3. The attempt at a solution
Well, my gut reaction is no, just because it seems like a fairly strong claim, but I couldn't really come up with a decent counterexample. On the other hand, I can see that the graph has to be compact. And I think that would imply that f([a, b]) has to be compact (if it wasn't you could just take any open cover of [a, b] and an open cover of f([a, b]) that doesn't have a finite subcover, then the Cartesian product would be an open cover without finite subcover, I think).
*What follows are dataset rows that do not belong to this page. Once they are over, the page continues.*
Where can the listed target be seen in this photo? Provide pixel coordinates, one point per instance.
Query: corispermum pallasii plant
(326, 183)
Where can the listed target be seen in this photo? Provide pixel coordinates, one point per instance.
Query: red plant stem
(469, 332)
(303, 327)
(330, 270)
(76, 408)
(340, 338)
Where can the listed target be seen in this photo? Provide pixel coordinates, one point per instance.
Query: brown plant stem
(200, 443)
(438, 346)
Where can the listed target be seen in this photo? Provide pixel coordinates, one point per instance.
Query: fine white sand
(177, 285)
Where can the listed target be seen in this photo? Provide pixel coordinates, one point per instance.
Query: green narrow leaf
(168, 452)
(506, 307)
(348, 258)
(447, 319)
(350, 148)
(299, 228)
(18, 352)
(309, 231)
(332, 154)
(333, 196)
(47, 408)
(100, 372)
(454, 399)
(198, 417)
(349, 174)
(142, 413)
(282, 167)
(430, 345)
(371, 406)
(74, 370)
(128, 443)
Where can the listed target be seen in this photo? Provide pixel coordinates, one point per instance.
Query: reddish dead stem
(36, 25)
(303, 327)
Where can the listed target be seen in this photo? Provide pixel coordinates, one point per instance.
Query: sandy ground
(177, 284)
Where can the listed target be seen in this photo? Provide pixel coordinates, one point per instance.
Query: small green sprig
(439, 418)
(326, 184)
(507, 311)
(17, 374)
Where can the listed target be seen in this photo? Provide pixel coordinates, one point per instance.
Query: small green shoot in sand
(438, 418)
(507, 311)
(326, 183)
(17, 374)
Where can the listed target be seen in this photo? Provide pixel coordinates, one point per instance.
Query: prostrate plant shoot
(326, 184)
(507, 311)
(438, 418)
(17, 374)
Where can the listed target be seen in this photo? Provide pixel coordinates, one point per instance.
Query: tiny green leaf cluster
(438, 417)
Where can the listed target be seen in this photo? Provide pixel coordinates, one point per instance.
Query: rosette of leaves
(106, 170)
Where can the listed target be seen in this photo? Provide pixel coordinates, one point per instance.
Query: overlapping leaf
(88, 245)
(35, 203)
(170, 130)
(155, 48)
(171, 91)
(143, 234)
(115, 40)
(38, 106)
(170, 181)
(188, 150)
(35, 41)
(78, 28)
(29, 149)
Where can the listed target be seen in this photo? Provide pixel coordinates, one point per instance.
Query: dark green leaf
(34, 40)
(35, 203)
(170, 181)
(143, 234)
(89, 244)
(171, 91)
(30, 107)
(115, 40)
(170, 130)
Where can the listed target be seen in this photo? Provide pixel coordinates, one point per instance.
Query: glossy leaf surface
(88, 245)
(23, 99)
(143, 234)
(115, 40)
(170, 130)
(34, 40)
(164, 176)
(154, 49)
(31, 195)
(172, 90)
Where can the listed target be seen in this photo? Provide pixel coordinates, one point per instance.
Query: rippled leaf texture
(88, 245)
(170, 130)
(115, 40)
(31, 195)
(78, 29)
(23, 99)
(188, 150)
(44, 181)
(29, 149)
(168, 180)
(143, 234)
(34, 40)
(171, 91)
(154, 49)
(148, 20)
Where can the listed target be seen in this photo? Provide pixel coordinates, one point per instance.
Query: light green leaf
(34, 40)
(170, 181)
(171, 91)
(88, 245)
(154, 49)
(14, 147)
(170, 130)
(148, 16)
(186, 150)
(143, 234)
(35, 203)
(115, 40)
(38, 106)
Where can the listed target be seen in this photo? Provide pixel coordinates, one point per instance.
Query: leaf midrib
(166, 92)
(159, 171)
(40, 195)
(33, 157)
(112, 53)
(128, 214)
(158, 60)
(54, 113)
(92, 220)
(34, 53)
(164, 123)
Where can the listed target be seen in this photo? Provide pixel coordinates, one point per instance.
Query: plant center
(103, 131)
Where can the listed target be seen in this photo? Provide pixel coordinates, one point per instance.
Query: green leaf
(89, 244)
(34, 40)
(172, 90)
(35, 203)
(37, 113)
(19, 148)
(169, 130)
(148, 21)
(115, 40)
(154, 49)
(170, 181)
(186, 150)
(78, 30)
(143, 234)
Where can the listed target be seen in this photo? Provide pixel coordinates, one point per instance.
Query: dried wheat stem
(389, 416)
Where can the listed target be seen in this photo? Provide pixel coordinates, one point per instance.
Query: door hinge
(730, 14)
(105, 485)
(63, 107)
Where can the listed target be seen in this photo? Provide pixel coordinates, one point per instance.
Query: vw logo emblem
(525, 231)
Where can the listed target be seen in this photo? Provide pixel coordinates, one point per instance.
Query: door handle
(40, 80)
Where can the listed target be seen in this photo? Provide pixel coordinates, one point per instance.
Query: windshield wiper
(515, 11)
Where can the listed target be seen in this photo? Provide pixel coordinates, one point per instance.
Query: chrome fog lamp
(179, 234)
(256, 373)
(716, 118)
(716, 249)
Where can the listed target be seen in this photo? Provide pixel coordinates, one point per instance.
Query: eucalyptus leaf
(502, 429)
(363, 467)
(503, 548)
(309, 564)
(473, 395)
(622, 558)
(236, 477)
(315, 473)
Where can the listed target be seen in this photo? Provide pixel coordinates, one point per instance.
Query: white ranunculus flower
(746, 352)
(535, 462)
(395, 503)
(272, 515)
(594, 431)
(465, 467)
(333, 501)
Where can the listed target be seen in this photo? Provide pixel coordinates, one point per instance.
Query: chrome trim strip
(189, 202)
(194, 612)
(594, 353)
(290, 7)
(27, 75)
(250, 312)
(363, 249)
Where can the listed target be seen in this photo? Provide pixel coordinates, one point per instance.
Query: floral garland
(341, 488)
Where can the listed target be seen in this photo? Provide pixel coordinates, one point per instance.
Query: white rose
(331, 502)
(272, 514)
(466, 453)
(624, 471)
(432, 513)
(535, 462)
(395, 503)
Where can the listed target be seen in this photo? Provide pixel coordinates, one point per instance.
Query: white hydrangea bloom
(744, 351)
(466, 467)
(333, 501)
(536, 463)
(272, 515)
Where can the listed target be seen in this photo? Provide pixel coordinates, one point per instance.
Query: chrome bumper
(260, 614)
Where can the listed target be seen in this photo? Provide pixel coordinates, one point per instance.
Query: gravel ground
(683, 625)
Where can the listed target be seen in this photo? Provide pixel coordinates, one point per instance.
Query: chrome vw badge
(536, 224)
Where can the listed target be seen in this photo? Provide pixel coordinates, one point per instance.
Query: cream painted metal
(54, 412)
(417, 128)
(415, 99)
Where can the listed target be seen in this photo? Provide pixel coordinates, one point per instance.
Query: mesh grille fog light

But I'm not sure where I can go from there or if that's even useful information.

2. Dec 19, 2007

### Dick

If the sequence x_i->x in [a,b] then the sequence f(x_i) has cluster points in [c,d] because [c,d] is compact. Suppose it has two unequal ones y1 and y2. Then since the graph is closed y1 and y2 are both on the graph. Is this compatible with f being a single valued function?

3. Dec 19, 2007

### quasar987

But what guarentees that the limit of f(x_i) is f(x)?

4. Dec 19, 2007

### zhentil

Bolzano-Weierstrass

5. Dec 19, 2007

### Dick

If f(x_i) has a limit y, then (x,y) is on the graph since the graph is closed. The graph is the set of all points (x,f(x)).

6. Dec 19, 2007

### quasar987

That's true. That was a good little problem!

7. Dec 19, 2007

### morphism

What about the converse: if f:[a,b]->[c,d] is continuous, then is its graph closed?

8. Dec 19, 2007

### quasar987

That one's easy. If (x_i, f(x_i)) is a converging sequence in the graph, then it means x_i -->x, for some x in [a,b], and by continuity, f(x_i)-->f(x). Since (x,f(x)) is in the graph, it's closed.